Edith Hall

Professor at the Classics Department and Centre for Hellenic Studies at King’s College London.
Her original specialism was in ancient Greek literature, but she enjoys putting the pleasure as well as the rigour into all aspects of ancient Greek and Roman history, society, and thought.

She has published more than twenty books, broadcasts frequently on radio and television, works as consultant with professional theatres, lectures all over the world, and publishes widely in academic and mainstream journals and newspapers.
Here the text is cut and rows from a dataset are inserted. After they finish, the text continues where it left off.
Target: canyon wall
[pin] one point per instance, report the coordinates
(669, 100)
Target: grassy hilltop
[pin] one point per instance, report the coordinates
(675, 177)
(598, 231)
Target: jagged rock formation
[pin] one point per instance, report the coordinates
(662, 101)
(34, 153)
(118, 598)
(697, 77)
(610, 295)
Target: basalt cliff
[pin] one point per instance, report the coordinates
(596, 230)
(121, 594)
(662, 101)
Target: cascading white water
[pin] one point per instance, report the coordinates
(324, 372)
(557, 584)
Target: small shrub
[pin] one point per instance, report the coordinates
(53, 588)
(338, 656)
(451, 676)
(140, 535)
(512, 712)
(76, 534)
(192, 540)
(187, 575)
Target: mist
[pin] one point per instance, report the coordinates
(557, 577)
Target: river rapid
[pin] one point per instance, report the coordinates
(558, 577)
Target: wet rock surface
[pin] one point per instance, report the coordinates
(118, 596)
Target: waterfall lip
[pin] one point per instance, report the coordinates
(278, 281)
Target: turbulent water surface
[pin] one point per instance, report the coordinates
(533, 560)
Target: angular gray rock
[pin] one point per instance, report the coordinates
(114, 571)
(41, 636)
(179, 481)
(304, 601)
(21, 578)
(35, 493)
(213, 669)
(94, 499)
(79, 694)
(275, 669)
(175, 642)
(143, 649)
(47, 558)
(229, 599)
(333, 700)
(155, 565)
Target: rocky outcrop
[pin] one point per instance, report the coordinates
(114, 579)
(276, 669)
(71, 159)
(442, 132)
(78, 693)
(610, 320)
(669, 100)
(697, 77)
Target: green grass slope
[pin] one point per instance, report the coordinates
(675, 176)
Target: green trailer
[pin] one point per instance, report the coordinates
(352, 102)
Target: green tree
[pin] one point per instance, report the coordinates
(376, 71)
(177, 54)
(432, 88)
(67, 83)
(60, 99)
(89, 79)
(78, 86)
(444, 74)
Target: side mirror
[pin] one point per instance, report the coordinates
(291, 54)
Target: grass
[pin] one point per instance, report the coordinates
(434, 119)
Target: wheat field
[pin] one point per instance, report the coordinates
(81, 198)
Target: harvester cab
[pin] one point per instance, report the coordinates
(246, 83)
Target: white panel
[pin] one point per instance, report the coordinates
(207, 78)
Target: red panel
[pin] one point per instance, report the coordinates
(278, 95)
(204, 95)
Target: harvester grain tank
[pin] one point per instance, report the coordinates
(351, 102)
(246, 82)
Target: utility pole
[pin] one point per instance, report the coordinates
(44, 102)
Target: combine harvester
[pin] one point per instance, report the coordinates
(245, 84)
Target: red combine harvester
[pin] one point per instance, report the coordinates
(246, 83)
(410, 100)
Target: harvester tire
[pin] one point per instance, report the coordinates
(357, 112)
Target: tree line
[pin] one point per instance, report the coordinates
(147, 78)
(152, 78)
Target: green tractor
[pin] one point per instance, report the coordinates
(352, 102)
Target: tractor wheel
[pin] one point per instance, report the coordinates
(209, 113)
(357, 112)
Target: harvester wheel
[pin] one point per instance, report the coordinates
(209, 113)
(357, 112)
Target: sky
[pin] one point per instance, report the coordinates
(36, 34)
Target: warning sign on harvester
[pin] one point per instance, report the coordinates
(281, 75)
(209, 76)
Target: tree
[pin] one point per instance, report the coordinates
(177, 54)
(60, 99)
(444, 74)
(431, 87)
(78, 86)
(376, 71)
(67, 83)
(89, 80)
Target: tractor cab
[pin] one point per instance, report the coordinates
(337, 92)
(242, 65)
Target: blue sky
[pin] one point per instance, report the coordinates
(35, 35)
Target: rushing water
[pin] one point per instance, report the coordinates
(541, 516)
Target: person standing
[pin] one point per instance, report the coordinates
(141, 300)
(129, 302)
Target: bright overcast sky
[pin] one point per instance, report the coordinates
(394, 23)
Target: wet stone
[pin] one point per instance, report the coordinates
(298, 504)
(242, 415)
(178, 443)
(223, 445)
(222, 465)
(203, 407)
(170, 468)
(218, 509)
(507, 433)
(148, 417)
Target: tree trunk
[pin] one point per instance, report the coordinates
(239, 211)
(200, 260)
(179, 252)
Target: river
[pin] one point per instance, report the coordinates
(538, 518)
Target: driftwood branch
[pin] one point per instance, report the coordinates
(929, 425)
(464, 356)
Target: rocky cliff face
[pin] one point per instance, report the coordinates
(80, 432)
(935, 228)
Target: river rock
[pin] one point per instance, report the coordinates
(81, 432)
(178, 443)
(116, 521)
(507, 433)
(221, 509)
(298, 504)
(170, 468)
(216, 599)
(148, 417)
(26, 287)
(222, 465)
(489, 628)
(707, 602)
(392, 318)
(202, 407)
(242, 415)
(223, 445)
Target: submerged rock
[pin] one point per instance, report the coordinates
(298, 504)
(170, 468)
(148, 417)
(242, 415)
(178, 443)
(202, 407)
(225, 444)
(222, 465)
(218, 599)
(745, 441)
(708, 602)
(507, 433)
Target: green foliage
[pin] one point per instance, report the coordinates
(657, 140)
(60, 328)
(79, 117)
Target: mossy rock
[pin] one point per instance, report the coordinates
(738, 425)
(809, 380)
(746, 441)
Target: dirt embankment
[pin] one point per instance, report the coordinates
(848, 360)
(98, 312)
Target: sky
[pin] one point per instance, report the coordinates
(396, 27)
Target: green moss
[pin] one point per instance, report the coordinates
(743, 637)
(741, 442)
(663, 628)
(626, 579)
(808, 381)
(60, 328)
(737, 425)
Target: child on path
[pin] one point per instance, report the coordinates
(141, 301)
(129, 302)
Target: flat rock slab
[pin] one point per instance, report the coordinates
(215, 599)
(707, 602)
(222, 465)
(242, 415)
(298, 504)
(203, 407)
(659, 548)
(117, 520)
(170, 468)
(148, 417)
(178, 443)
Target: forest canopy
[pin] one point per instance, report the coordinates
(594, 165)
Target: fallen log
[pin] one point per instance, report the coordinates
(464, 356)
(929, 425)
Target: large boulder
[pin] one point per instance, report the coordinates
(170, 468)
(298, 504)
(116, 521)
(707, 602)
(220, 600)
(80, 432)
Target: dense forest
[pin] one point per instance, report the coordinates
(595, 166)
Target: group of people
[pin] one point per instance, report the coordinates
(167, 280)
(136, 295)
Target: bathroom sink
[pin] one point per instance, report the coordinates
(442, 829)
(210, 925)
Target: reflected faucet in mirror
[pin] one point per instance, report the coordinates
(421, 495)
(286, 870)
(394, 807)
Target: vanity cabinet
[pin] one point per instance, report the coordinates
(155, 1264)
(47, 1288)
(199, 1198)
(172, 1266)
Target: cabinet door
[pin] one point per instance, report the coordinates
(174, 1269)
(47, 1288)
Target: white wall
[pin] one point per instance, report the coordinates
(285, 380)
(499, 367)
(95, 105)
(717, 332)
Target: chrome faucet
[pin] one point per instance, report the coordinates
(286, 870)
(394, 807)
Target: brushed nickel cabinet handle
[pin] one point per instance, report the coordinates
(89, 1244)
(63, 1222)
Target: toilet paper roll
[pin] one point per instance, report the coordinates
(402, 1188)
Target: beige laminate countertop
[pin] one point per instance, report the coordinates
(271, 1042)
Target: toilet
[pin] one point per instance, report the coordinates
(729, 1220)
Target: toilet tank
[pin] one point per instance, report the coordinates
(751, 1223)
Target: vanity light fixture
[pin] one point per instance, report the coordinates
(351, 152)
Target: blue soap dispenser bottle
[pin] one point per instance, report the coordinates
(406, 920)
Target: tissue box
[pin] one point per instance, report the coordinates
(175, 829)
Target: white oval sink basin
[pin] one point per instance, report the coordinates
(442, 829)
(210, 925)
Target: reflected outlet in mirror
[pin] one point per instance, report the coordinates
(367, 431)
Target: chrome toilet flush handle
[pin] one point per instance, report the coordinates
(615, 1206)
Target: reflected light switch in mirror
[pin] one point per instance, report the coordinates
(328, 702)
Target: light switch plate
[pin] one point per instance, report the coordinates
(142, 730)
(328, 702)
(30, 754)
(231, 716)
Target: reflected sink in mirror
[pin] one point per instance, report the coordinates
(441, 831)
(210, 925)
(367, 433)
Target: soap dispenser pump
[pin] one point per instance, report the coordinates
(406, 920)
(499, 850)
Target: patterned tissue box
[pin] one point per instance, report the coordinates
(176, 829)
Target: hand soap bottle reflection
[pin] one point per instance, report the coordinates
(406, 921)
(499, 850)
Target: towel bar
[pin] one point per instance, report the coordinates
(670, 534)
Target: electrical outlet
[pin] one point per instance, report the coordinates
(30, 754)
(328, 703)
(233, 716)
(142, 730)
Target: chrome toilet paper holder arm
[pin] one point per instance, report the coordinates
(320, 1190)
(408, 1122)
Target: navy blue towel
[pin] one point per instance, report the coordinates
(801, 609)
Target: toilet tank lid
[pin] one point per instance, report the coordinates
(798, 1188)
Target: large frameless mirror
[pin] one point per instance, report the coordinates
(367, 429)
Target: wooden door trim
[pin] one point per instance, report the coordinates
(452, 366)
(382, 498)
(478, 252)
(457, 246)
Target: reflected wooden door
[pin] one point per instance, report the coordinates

She is a world leader in the study of ethnicity, class and gender in ancient sources, of ancient theatre, and of the continuing instrumentality of ancient ideas in world culture since the Renaissance.
Edith Hall has held posts at Cambridge, Oxford, Durham, Reading and Royal Holloway, and visiting positions at Notre Dame, Swarthmore, Northwestern, Leiden, and Erfurt.

LECTURE

 A Short History of Gender and Revenge: or, why are the Erinyes Female?

In a world facing reciprocal violence and escalations of conflict between citizens, nation-states, and ethnic or religious groups, it has never been more important to examine the cultural, social and intellectual roots in antiquity of the way we think about revenge. This lecture asks why vindictiveness is so often associated in literature and theatre with femininity, by tracing the figure of the Erinys or Fury back to Hesiod and Greek tragedy and asking how these texts can help us unpack some of the complexities of the concept of revenge in our own day as well.